TEA is best had, not written about. Or so the saying goes. But its cup has been so full of woes, that there is hardly any cheer left. A surfeit of supplies and sliding prices have left the tea industry at the bottom of the cup, in dregs. To exacerbate the situation, the industry essentially operates at a commodity level — volume driven and with low margins.
Worldwide, tea production has declined, by about 4 per cent to 652.8 million kg between January and June 2002 against the levels in the same period last year. Global consumption too has shrunk about 3.5 per cent to 529 million kg during this period. This is a worrying trend indeed.
Spiralling costs, low prices
The cost of producing tea in India is high, taking a toll on margins. Since the industry is agrarian, labour is an important component of the cost structure. Prices have languished on the back of demand-supply mismatch. Teas put up for auction in the South have traditionally fetched lower prices than those in the North. But this year the fall has been sharper in the north (down 30.17 per cent in January-May 2002 against the corresponding previous period) while in the south, prices slipped 12.46 per cent.

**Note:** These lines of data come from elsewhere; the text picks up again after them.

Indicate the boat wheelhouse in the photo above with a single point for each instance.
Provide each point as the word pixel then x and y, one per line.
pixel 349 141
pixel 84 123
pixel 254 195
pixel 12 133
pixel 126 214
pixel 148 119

Curtailing production levels may be one way of lending support to prices. In fact, the truant monsoon is being viewed as a blessing in disguise for the industry. The all-India production in the January-June 2002 period dropped about 4.5 per cent to 285 million kg over the same period last year. However, prices have not perked up in tandem. Rather, the all-India average selling price dropped about 20 per cent (at Rs 51.52 a kg) against the levels in the same period in 2001. Understandable, as there is usually a lag before prices begin to correct. But, in the end, even if prices recover on the back of production cuts, the industry will lose out as the net value of tea produced will fall.
Exports down to a trickle
For a country that prides itself on being the largest producer of tea, it comes as a surprise that exports are much lower than that of other countries. Exports between January-June 2002 were a mere 74 million kg (down 3 per cent over the same period in 2001). Exports by Kenya and Sri Lanka, on the other hand, were much higher at about 120 million kg each. In particular, India has lost share in the British and Russian markets (the latter tumbled over 8 percent in 2001 as quality and prices turned buyers away).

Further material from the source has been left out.